Pure il mite Manlio Riva non la manda a dire all’onorevole Angelini. Il Vespa Club d’Italia e tutto il motorismo promettono che terranno duro, contestando – per quanto loro è consentito – queste nuove disposizioni. Le quali, tutto sommato, non sono prive di senso: le preoccupazioni del legislatore, visto l’enorme aumento delle persone circolanti alla guida di motociclette di qualsiasi genere, puntano a disciplinare l’accesso alla strada attraverso un esame di conoscenza della segnaletica e delle norme di base. Non può essere vero al cento per cento, come pare sostenere Manlio Riva, che tutti coloro che si mettono in strada in sella a una motocicletta o a uno scooter siano automaticamente in grado di non rappresentare un pericolo per sé e per gli altri.

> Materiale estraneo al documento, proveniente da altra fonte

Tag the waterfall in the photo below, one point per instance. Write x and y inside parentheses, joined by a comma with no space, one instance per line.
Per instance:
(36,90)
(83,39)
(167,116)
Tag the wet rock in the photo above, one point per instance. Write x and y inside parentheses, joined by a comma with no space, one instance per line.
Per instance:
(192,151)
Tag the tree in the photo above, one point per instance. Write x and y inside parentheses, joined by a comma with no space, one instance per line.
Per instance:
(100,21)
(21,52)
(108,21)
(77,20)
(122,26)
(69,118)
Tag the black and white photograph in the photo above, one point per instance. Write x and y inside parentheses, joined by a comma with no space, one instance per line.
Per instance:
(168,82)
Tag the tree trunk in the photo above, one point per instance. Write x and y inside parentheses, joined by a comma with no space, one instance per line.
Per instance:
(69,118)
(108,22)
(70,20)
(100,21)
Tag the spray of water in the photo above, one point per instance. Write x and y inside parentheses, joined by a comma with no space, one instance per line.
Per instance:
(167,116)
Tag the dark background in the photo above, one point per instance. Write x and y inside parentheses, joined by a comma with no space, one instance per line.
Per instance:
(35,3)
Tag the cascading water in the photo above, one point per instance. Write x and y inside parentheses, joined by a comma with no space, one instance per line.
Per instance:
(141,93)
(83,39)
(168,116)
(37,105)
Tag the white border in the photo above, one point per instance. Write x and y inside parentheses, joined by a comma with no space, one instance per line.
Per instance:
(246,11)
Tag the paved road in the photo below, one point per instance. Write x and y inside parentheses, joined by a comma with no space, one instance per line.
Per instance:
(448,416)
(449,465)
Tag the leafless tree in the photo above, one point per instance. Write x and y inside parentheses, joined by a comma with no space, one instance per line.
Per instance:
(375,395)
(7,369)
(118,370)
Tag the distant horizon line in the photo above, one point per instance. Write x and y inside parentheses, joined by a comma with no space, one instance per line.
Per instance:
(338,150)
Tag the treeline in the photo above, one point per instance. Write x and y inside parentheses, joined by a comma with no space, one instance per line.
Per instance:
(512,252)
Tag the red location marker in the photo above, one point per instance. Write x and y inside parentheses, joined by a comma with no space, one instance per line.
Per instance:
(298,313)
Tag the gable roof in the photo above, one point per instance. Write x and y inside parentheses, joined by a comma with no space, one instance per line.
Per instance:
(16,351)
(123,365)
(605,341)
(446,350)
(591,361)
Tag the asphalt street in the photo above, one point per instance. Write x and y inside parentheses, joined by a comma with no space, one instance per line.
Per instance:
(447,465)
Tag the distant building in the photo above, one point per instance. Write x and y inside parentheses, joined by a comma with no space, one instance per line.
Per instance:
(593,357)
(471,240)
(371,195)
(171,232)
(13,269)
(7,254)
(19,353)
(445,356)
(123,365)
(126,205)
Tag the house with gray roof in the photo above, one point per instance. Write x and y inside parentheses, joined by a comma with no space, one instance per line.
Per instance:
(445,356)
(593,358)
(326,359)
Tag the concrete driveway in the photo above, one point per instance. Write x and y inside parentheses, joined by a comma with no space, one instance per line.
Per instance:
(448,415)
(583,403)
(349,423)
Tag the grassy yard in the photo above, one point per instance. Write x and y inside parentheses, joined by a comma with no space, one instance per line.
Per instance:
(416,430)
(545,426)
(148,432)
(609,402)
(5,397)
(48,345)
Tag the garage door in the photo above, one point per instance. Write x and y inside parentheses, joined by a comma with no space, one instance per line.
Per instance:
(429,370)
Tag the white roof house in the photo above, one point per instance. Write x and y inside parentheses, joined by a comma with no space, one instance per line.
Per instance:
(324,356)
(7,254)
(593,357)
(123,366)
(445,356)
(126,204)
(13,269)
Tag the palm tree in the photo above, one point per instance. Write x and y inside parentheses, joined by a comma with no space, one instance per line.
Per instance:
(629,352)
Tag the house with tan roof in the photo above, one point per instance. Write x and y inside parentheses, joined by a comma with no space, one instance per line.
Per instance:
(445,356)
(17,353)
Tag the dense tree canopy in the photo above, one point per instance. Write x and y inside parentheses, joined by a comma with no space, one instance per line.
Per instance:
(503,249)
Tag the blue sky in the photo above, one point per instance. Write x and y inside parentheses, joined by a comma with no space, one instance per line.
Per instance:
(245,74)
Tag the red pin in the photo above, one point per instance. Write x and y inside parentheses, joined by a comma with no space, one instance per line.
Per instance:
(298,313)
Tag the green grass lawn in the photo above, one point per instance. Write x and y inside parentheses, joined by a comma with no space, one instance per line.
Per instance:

Riva parla a nome del movimento vespistico, che sicuramente è composto da persone coscienti, con la testa sulle spalle, inquadrate in un gruppo nel quale si può rimanere solamente rispettando un certo numero di regole, tra cui spicca il totale rispetto dei valori dell’obbedienza alle leggi. In strada, tuttavia, ci va chiunque (ieri come oggi), e non è detto che ogni nuovo centauro appartenga alla categoria delle persone che fanno di questi valori un patrimonio personale.